Bombay HC partly stays new IT rules on plea by The Leaflet; says rules prima facie violate freedom of speech and expression

THE Bombay High Court Saturday stayed clauses 9(1) and 9(3) of the “Information Technology (Intermediary Guidelines and Digital Media Ethics Code) Rules 2021”  under which publishers are required to observe and adhere to the Code of Ethics and a three-tier grievance redressal mechanism is to be constituted for complainants.

A bench of Chief Justice Dipankar Datta and Justice GS Kulkarni found these rules, prima facie, violative of the freedom of speech and expression and beyond the rule-making power of the Executive under the Information Technology Act, 2000.

It said dissent in democracy is vital and it’s the checks and balances that make democracy work. There can be no two opinions that a healthy democracy is one that has developed on criticism and acceptance of contra views.

“People would be starved of the liberty of thought and feel suffocated to exercise their right of freedom of speech and expression if they are made to live in present times of content regulation on the internet with the Code of Ethics hanging over their head as the Sword of Damocles. This regime would run clearly contrary to the well-recognized Constitutional ethos and principles”, the bench observed.

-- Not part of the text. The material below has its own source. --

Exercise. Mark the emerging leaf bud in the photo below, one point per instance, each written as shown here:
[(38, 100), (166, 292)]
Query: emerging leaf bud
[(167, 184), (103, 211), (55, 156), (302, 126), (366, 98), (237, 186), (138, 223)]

The bench added that the indeterminate and wide terms of the Rules brought about a chilling effect on the right of freedom of speech and expression of writers/editors/publishers because they could be hauled up for anything if such committee so wished.

The high court wondered when there already were different legislation governing the field of the code of ethics, then how could they be brought within the purview of the IT Rules, 2021 and substantive action taken for their violation under the new IT Rules, 2021.

It termed the 2021 Rules manifestly unreasonable and beyond the IT Act, 2000.

Commenting on the chilling effect of the IT Rules on the freedom of speech, the court opined “For proper administration of the State, it is healthy to invite criticism of all those who are in public service for the nation to have a structured growth but with the 2021 Rules in place, one would have to think twice before criticizing any such personality, even if the writer/editor/publisher may have good reasons to do so without resorting to defamation and without inviting action under any other provision of law”.

The bench was ruling on a petition filed by The Leaflet, a digital news web portal, challenging the IT Rules as being an assault on the freedom of speech and expression. Journalist Nikhil Wagle’s petition challenging the IT Rules was also heard.

Rule 9(1) of the new IT Rules brought i) Norms of Journalistic Conduct of the Press Council of India under the Press Council Act, 1978; (ii) Programme Code under section 5 of the Cable Television Networks Regulation) Act, 1995; (iii) Content which is prohibited under any law for the time being in force shall not be published or transmitted, under the IT Rules, 2021.

Rule 9(3) provides for a three-tier structure as under— (a) Level I – Self-regulation by the publishers; (b) Level II Self-regulation by the self-regulating bodies of the publishers; (c) Level III – Oversight mechanism by the Central Government, to ensure the adherence to Code of Ethics.

With regard to Rule 14 which seeks to provide for the constitution of the Inter-Departmental Committee to examine the grievances that arise from level I or II, the High Court said there was no urgency to examine this Rule as the Centre itself had not yet constituted the committee.

Senior advocate Darius Khambata representing The Leaflet argued that the Rules went far beyond the permissible restrictions of freedom of speech and freedom of trade for digital news publishers. Calling the Rules the most draconian law on free speech in recent times, Khambata sought their immediate stay.

“These rules are so vague, so draconian that they have a chilling effect on free speech,” Khambata argued while asserting that the Rules brought in were beyond the rule-making power of the Central Government under the Information Technology(IT) Act, 2000.

The Rules, he said, sought to control investigative journalism which would result in journalists not being able to write anything which they cannot prove a 100 percent, adding that while the journalists are expected to be accurate, the Rules could not decide between ‘fair and crass’ and could not control publishers and editors through it.

The Central Government had opposed the stay of the Rules.